Accessible sites reach a wider audience. Statistics Canada reports that 27 percent of Canadians aged 15 and over have one or more disabilities. If your website isn’t accessible, you’re excluding more than a quarter of the Canadian population from interacting with your business online.
Accessibility is also increasingly a procurement requirement for businesses that work with government agencies or large organisations. If your business bids on contracts or serves institutional clients, an accessible website may be a prerequisite.
What an Accessible WordPress Site Looks Like
Building an accessible WordPress site doesn’t mean sacrificing design quality or adding an overlay widget that claims to fix everything with one click (those widgets are widely criticised by the accessibility community and don’t achieve real compliance).
An accessible WordPress site is built with accessibility in mind from the start. It uses a lightweight, well-coded theme that outputs semantic HTML. Headings follow a logical hierarchy (H1, H2, H3) that reflects the content structure, not just the visual design. Images have meaningful alt text that describes what the image conveys, not just what it shows. Forms have properly associated labels, clear error messaging, and keyboard-accessible submission. Colour choices meet WCAG contrast ratios. Interactive elements (menus, buttons, accordions) are keyboard-accessible with visible focus states. The site is tested with real assistive technologies, not just automated scanners.
At Dot832, accessibility-aware design is part of our standard build process. We follow WCAG 2.1 Level AA guidelines as standard practice — not as an add-on or premium service. We believe every Canadian business website should be accessible, and we build accordingly.
Getting Started
If your current website hasn’t been built with accessibility in mind, there are two paths forward. An accessibility audit can identify specific issues on your existing site, many of which can be fixed without a full redesign (alt text, colour contrast, form labels, heading structure). However, if the underlying theme or page builder is fundamentally inaccessible, patching individual issues won’t achieve compliance — a rebuild on a properly structured foundation is the more effective path.

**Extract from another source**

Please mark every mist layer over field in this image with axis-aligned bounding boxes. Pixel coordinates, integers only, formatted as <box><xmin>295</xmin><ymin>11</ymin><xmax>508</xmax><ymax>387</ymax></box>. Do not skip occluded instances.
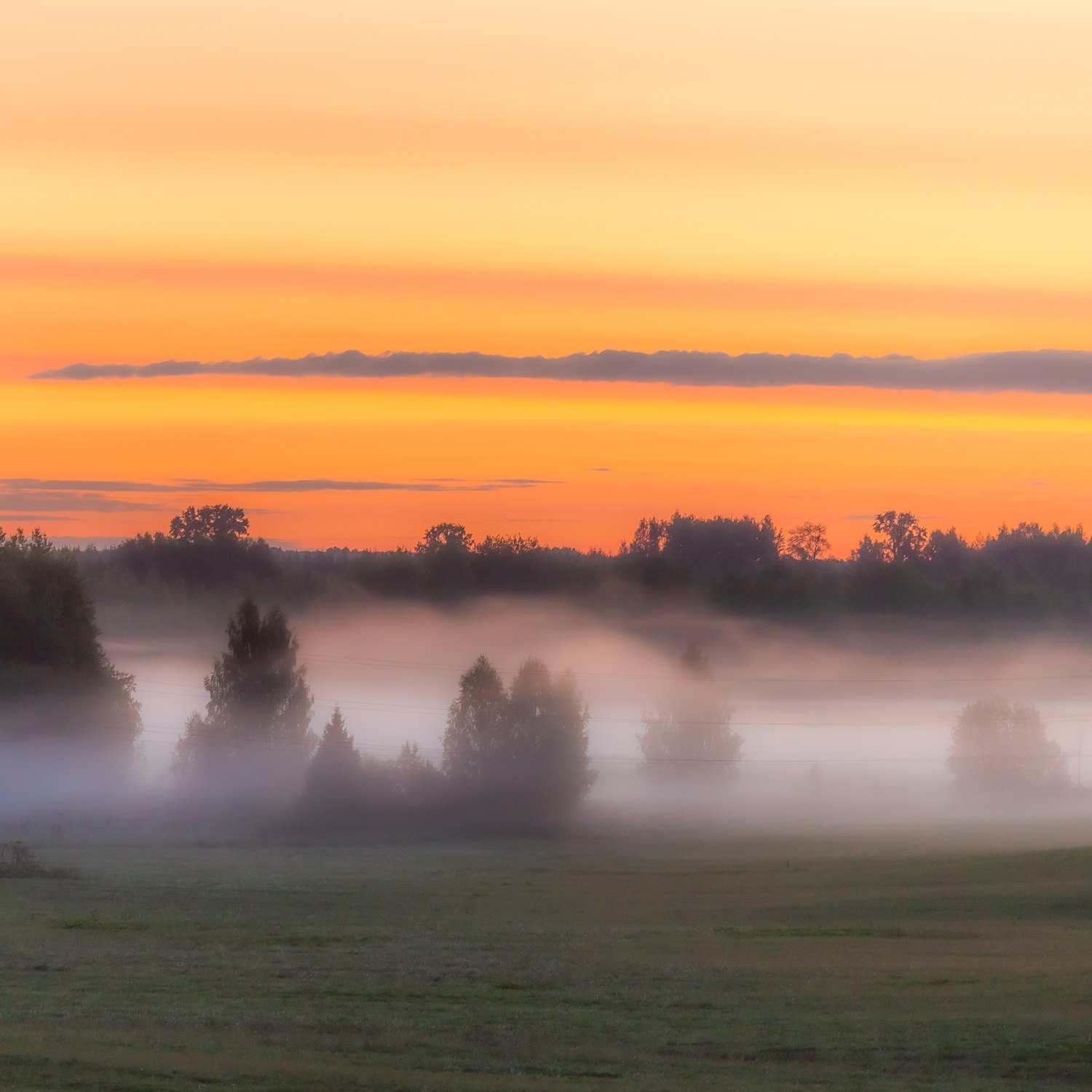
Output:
<box><xmin>83</xmin><ymin>600</ymin><xmax>1092</xmax><ymax>826</ymax></box>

At Dot832, we’re happy to review your current site’s accessibility as part of a free consultation. We’ll give you an honest assessment of where you stand and what it would take to bring your site into alignment with WCAG 2.1 Level AA.
One final note: this article provides general information about website accessibility standards in Canada. Accessibility requirements vary by jurisdiction, industry, and organisation size. For specific legal obligations, consult a lawyer familiar with Canadian accessibility law.